Les Pizzlys, de Jérémie Moreau (Delcourt, 2022)

Note de lecture par Aude-Lise Bémer

Volutes de rose et de vert émergeant depuis une forêt d'ombres, trois silhouettes qui traversent un ciel étoilé et un titre énigmatique. Que serait donc un pizzly ? Une créature fantaisiste inventée par l'auteur pour embarquer le lecteur dans son univers onirique ? La créature est pourtant bien réelle, fusion du grizzly et de l'ours polaire, un animal hybride. Une reproduction opportuniste directement liée au réchauffement climatique qui, en provoquant la superposition de leurs aires de répartition, façonne ces hybridations.

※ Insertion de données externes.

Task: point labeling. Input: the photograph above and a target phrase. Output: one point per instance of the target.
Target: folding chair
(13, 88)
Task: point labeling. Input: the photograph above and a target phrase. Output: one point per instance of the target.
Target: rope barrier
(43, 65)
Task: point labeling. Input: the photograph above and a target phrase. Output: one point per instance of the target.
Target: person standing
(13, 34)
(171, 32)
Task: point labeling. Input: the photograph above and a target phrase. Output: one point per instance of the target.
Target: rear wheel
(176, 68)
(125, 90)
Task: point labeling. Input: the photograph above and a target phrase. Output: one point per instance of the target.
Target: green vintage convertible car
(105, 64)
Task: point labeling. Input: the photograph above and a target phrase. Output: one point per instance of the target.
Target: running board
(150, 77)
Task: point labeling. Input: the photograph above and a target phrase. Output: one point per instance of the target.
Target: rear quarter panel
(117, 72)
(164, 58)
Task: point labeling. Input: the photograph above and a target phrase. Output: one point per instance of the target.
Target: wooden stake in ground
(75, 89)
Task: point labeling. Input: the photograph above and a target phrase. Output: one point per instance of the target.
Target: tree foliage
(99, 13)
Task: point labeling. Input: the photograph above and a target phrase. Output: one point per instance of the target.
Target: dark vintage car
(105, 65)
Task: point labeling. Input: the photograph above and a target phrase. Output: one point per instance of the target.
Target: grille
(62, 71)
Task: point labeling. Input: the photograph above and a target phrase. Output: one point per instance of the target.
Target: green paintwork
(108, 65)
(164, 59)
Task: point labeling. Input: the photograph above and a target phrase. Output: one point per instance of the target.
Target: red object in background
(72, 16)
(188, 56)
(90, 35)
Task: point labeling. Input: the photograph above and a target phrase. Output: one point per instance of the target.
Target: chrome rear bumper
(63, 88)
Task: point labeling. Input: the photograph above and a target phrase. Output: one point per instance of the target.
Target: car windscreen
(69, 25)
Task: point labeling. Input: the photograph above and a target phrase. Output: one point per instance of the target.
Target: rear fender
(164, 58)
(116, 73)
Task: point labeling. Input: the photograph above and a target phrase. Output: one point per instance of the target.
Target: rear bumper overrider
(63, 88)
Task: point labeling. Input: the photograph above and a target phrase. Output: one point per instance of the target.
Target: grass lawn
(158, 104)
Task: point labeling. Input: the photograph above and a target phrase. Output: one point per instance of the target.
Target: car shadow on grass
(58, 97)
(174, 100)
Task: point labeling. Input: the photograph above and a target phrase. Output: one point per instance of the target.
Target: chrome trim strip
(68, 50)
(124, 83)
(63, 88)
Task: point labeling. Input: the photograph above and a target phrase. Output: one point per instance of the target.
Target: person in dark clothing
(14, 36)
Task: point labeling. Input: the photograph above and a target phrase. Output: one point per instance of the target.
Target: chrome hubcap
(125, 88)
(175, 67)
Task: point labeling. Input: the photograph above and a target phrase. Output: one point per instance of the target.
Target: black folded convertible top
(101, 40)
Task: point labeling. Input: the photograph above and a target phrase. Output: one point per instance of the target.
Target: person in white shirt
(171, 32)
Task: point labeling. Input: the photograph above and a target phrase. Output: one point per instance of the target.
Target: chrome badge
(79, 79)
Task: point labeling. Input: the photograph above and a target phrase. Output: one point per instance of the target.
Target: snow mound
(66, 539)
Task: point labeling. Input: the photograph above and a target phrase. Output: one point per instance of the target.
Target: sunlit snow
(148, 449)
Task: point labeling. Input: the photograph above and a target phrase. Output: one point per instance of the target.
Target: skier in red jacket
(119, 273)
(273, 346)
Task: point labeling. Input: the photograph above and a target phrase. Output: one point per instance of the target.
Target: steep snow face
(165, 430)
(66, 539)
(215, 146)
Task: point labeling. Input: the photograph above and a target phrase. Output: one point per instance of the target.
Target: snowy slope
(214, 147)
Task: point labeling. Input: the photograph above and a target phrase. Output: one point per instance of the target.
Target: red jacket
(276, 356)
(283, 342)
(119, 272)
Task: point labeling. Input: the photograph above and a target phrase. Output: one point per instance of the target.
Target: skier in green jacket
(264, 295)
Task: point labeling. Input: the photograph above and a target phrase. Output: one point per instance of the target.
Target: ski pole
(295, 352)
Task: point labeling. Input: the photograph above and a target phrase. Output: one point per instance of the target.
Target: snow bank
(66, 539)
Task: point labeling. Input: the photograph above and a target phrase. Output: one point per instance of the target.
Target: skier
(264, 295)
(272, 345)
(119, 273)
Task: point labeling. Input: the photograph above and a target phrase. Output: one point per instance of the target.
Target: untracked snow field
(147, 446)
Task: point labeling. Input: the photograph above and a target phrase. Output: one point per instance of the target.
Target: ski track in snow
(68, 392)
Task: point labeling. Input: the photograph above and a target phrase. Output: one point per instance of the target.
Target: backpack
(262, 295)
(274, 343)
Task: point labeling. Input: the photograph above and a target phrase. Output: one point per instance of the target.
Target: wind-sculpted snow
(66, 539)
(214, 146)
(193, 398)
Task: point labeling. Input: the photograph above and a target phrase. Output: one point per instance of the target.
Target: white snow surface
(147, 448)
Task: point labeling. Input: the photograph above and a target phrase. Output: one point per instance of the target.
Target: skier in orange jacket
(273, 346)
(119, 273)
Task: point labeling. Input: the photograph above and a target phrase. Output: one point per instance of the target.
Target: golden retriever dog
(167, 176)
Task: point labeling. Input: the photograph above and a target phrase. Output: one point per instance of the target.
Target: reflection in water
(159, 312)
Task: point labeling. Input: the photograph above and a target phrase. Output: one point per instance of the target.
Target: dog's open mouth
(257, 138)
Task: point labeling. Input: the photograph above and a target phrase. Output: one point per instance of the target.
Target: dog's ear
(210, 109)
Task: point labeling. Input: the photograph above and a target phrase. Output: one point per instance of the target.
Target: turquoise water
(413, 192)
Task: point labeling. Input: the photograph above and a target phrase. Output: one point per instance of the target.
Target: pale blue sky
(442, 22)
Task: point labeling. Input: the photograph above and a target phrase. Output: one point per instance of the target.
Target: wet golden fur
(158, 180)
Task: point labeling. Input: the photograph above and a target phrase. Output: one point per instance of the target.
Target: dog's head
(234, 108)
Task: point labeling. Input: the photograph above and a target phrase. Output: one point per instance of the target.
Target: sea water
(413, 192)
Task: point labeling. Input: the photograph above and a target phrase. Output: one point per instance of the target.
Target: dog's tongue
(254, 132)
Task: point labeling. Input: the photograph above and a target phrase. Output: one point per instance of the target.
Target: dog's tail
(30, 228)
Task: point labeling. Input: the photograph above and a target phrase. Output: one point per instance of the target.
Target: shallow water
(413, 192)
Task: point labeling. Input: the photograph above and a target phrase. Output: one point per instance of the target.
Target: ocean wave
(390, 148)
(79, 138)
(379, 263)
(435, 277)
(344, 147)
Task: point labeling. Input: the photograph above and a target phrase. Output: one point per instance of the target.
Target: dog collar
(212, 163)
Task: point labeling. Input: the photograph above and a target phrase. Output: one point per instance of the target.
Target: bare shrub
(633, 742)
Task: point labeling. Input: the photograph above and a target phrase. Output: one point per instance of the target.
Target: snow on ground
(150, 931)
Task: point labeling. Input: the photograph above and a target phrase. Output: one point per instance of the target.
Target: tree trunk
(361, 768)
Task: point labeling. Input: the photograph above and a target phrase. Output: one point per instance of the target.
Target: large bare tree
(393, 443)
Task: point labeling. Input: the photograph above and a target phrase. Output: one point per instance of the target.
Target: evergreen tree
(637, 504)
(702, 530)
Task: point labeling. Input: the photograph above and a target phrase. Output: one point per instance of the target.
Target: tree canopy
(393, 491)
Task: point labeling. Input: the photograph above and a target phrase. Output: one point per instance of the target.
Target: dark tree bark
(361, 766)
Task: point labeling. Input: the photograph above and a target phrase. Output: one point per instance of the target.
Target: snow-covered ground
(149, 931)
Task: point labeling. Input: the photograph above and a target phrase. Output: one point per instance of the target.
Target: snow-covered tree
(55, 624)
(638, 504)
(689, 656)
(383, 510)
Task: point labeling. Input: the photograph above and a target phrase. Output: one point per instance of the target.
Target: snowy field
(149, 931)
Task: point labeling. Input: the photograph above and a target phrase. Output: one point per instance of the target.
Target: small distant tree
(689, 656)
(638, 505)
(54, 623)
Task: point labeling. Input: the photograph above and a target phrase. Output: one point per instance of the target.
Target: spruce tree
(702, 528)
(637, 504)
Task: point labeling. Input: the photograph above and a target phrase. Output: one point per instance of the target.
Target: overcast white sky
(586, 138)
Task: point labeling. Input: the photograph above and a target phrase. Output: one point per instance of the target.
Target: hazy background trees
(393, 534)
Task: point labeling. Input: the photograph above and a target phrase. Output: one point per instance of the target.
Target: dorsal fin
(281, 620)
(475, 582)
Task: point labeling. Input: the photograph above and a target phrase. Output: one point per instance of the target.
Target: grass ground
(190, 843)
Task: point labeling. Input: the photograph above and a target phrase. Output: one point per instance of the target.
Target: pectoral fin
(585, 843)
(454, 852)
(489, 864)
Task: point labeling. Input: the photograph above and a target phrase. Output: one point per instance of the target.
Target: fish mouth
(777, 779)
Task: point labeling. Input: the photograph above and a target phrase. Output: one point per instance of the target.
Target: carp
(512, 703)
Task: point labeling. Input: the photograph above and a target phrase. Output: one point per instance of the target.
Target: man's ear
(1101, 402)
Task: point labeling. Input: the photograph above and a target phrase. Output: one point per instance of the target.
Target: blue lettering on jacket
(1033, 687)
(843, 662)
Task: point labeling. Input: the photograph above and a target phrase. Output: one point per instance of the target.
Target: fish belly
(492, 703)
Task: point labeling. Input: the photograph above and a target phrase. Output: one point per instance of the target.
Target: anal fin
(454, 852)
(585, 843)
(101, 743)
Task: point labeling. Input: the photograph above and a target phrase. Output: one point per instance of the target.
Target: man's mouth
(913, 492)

Des pizzlys épinglés comme un symbole de mutation dans la BD du multi primé Jérémie Moreau qui signe le scénario, le dessin et les couleurs éblouissantes de cette fable écolo-humaniste dans laquelle une fratrie parisienne embrumée dans une routine numérique lentement disjoncte. Le grand frère peine à payer les factures comme chauffeur de VTC, éclusant ses journées dans le vortex cubique de son GPS ; sa soeur absorbe tout son temps libre dans la contemplation livide de son smartphone, à côté et pourtant si distante du petit dernier dont les pouces ne quittent jamais sa console de jeu. La fratrie est sauvée in-extremis par une Alaskaine de retour au pays après une vie d'absence, qui les embarque tous les trois dans un quotidien où la valeur d'un individu se mesure à sa capacité de survie et à sa compréhension du vivant. Les trois frères et soeurs réapprennent la vie au sens noble du terme, à se reconnecter à leur sens et à leur âme ; et c'est alors que la BD prend un tour onirique, matinée de rêves chamaniques et de réincarnations prémonitoires. Tandis que l'aîné part à la recherche de sa boussole intérieure, le petit frère lâche ses mondes virtuels pour la faune en 3D, et sa soeur troque les réseaux sociaux contre une amitié vibrante avec une fille de son âge qui lui envie sa légèreté, voire sa futilité d'occidentale.

À dévorer sans tarder si l'on veut, nous aussi, échapper à l'hybridation et reprendre le contrôle de notre propre métamorphose.